A Big Night in Delaware

When the polls closed last night, I sat in a church hall waiting for the actual numbers from the four voting machines in the 7th election district of the 4th representative district.
There is a precise ritual to closing the polls and counting the results. First the clerks close down the voting machines, and remove the data cartridge and three paper copies of the results. The paper copies are signed by ten poll workers representing the majority and minority parties. One worker carries the cartridges and one paper copy to the nearest elections office; the other two paper copies are delivered separately.
The results in this city polling place presaged the big wins in Delaware and across the country. Obama won the ED by more than 70 percent. Joe Biden and Jack Markell won by more than three to one, as did my state representative, Gerald Brady.
Once I called in the vote count, I headed down to the Doubletree Hotel, where the Delaware Democratic party was gathering. By nine o'clock, it became clear that it was going to be a big night. The Democratic tide swept through Delaware like nothing we have seen, or will likely see again.
Jack Markell was elected governor with 67.5 percent of the vote, which according to his staff is the highest percentage for an incoming governor in more than a century.
Concerns that Charlie Copeland might make it a close race for Matt Denn proved unfounded. Copeland managed only 38.7 percent—just three points higher than Christine O’Donnell won against Joe Biden.
Republican legislators like House Speaker Terry Spence and Bob Valihura were swept out in a wave that put the House in Democratic hand for the first time in 24 years. Mike Katz won a narrow victory over John Clatworthy in a district that covers Greenville and Centerville.
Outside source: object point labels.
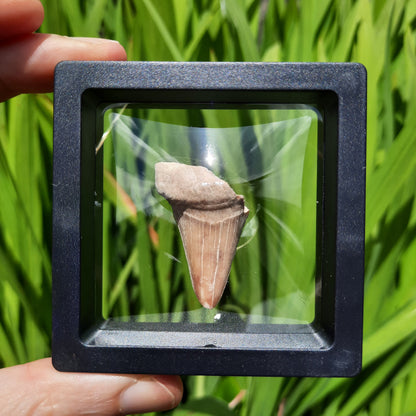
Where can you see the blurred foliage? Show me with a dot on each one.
(381, 34)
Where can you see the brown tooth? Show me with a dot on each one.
(210, 217)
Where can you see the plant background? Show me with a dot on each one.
(381, 34)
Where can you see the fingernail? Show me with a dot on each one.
(148, 394)
(94, 40)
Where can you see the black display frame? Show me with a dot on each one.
(83, 341)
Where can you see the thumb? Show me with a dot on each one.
(37, 388)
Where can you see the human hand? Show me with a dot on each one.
(27, 63)
(28, 60)
(38, 389)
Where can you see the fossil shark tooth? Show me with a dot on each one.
(210, 217)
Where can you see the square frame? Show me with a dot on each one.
(332, 344)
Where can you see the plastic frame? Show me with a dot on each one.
(83, 341)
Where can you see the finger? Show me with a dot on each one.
(36, 388)
(18, 17)
(28, 63)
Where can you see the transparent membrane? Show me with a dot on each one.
(268, 154)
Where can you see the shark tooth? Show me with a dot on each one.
(210, 217)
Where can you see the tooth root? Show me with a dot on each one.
(210, 218)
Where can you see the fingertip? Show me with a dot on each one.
(151, 394)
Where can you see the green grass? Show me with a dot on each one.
(380, 34)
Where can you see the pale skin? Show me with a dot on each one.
(27, 62)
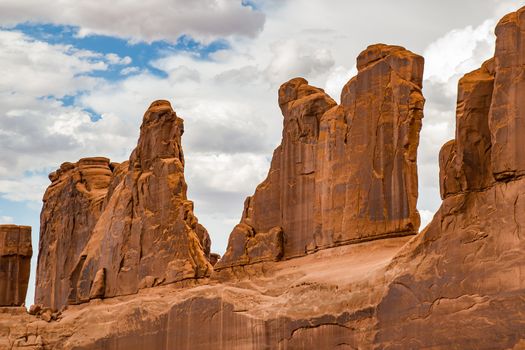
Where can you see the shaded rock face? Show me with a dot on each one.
(110, 229)
(343, 173)
(15, 263)
(461, 280)
(72, 206)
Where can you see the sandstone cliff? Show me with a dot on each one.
(15, 262)
(72, 205)
(111, 229)
(343, 173)
(457, 284)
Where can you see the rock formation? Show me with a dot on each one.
(457, 284)
(111, 229)
(15, 262)
(461, 280)
(343, 173)
(72, 206)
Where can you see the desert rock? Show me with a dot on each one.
(147, 228)
(343, 173)
(72, 205)
(15, 262)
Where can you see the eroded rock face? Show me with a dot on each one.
(147, 234)
(343, 173)
(15, 263)
(109, 229)
(461, 280)
(72, 206)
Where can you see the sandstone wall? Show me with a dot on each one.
(111, 229)
(72, 205)
(15, 263)
(343, 173)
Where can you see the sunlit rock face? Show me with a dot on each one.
(72, 205)
(15, 262)
(461, 280)
(111, 229)
(290, 279)
(343, 173)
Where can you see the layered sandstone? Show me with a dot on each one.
(72, 206)
(343, 173)
(458, 284)
(15, 263)
(461, 280)
(111, 229)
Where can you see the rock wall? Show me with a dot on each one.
(72, 206)
(458, 284)
(15, 263)
(461, 280)
(111, 229)
(343, 173)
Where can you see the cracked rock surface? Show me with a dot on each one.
(343, 173)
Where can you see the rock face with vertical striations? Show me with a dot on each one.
(457, 284)
(147, 234)
(72, 206)
(343, 173)
(15, 262)
(461, 280)
(109, 229)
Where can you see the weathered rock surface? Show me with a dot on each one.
(457, 285)
(72, 206)
(15, 262)
(343, 173)
(109, 229)
(461, 280)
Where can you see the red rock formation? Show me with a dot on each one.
(72, 205)
(147, 234)
(15, 262)
(458, 284)
(461, 280)
(344, 173)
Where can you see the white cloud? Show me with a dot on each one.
(113, 58)
(141, 20)
(232, 120)
(426, 217)
(6, 220)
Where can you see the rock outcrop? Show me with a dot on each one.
(72, 206)
(457, 284)
(110, 229)
(461, 280)
(343, 173)
(15, 263)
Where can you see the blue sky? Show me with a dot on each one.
(75, 83)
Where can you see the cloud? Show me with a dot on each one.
(229, 99)
(6, 220)
(447, 59)
(141, 20)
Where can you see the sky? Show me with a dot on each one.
(77, 76)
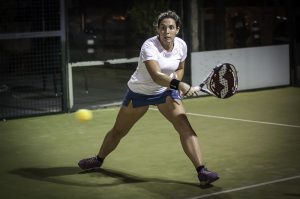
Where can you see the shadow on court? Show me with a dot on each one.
(164, 187)
(49, 174)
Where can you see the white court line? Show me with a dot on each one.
(245, 187)
(237, 119)
(243, 120)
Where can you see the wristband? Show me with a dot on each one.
(174, 84)
(187, 91)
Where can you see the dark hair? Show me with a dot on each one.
(168, 14)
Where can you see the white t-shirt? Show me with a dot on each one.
(141, 81)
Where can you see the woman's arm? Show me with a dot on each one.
(180, 71)
(163, 79)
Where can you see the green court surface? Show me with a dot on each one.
(252, 140)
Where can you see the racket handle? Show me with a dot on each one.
(197, 88)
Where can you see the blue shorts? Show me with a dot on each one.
(139, 100)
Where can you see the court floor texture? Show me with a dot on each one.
(251, 139)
After winning a close primary, Markell solidified his position among Democratic legislators by campaigning together, pouring thousands into legislative campaigns, and spending more on joint mailings and phone calls touting his policy proposals. New legislators will not soon forget that he helped get them across the finish line with his money, time and platform.
The sobering part of these wins, in Delaware and in the country, is that we have a lot to clean up. The credit crisis is hurting small and large businesses everywhere. In a few short weeks, the worrisome federal deficit ballooned to its highest level since Reagan. Delaware is facing its worst budget crisis since the 1970s as the auto and banking industries contract. But Jack Markell sounded eager to get started, saying, "I cannot wait to get sworn in and start work."